Toujours est-il que les mineurs ont leur lampe allumée et Elisabeth Foucart-Walter (qui opte pour l’hypothèse du petit matin), interprète cette lumière comme le signe de leur illumination intérieure telle celle de soldats du Christ. En tous cas le spectateur est saisi de compassion de les voir prier dans un environnement aussi triste et sans vie, le brun de leurs vêtements les intégrant même à la couleur générale du paysage. Leur attitude d’humble prière devant le crucifié (ils ont la tête inclinée) suggère qu’ils se reconnaissent dépendre entièrement de la Providence divine.

On est tout à fait dans un univers religieux. Luthérien sans doute comme l’était alors la Saxe. C’est devant un grand crucifix que les deux hommes se recueillent pour s’en remettre à lui. Un dessin représentant le même sujet montre même la croix inclinée vers les deux fidèles, la silhouette de Jésus se faisant alors proche et tutélaire. Mais ici Oehme l’a redressée afin qu’elle rayonne sa présence sur l’ensemble du monde (un univers sombre et sans vie, maudit peut-être, « déchu » en tous cas par le « péché originel » dont les luthériens disaient qu’il n’était « sauvé » que par le sacrifice de la croix.

Elisabeth Foucart-Walter souligne la présence massive et lointaine, juste au dessus de la tête des deux fidèles et détachée sur le ciel lumineux d’une puissante forteresse, représentation probable de la seigneurie rassurante et invincible de Dieu que chantait le très populaire cantique de Luther : « Eine feste Burg ist unser Gott » (Dieu est notre citadelle).
Mais la forteresse est très lointaine, le crucifix bien symbolique, le paysage angoissant et la lumière des lampes des mineurs très faible. Aucun élément du tableau ne laisse espérer un quelconque dynamisme créateur soulevant l’espérance.

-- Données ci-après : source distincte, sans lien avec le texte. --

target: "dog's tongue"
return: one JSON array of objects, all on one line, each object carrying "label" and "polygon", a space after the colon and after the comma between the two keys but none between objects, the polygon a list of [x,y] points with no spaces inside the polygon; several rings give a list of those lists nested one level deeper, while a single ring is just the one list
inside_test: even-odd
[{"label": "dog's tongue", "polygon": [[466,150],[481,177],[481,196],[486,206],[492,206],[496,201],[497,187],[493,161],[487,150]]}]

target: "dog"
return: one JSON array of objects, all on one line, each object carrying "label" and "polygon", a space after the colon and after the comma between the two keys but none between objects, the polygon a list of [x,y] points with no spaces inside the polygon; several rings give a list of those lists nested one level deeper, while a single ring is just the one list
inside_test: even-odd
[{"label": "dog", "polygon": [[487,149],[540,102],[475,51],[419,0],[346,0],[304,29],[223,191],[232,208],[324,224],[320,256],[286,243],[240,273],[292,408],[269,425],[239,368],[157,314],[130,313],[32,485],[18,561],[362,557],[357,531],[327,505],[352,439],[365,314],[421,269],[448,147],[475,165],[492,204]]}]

Ernst Oehme était sans doute un bel esprit humaniste mais il n’était pas gai.

 

Carl Johann Baehr : Portrait de Ernst Oehme

 

Son portrait par Carl Johann Baehr suggère une élévation de pensée et de sentiment et aussi une profonde mélancolie. Le romantisme allemand n’était guère souriant non plus.
Voyons, par exemple comme Friedrich présentait une nature torturée en peignant son Arbre aux corbeaux.

 

Caspar David Friedrich : L’arbre aux corbeaux (1822)

 

La France de la même époque n’avait pas les mêmes préoccupations religieuses, était moins intériorisée et manifestait un dynamisme éclatant bien différent.

 

Eugène Delacroix : la Liberté guidant le peuple  (1830)

 

Mais contrairement à la France, l’Allemagne gardait un bien mauvais souvenir de la réalité destructrice des invasions successives de la Grande Armée de Napoléon et de la splendeur de l’idéologie française et son mouvement romantique se repliait vers une spiritualité intériorisée très individualisée et orientée vers une nature que l’on représentait volontiers souffrante à l’image de l’humanité. « Le peintre ne doit pas peindre seulement ce qu'il voit en face de lui, mais aussi ce qu'il voit en lui. » a dit aussi Friedrich.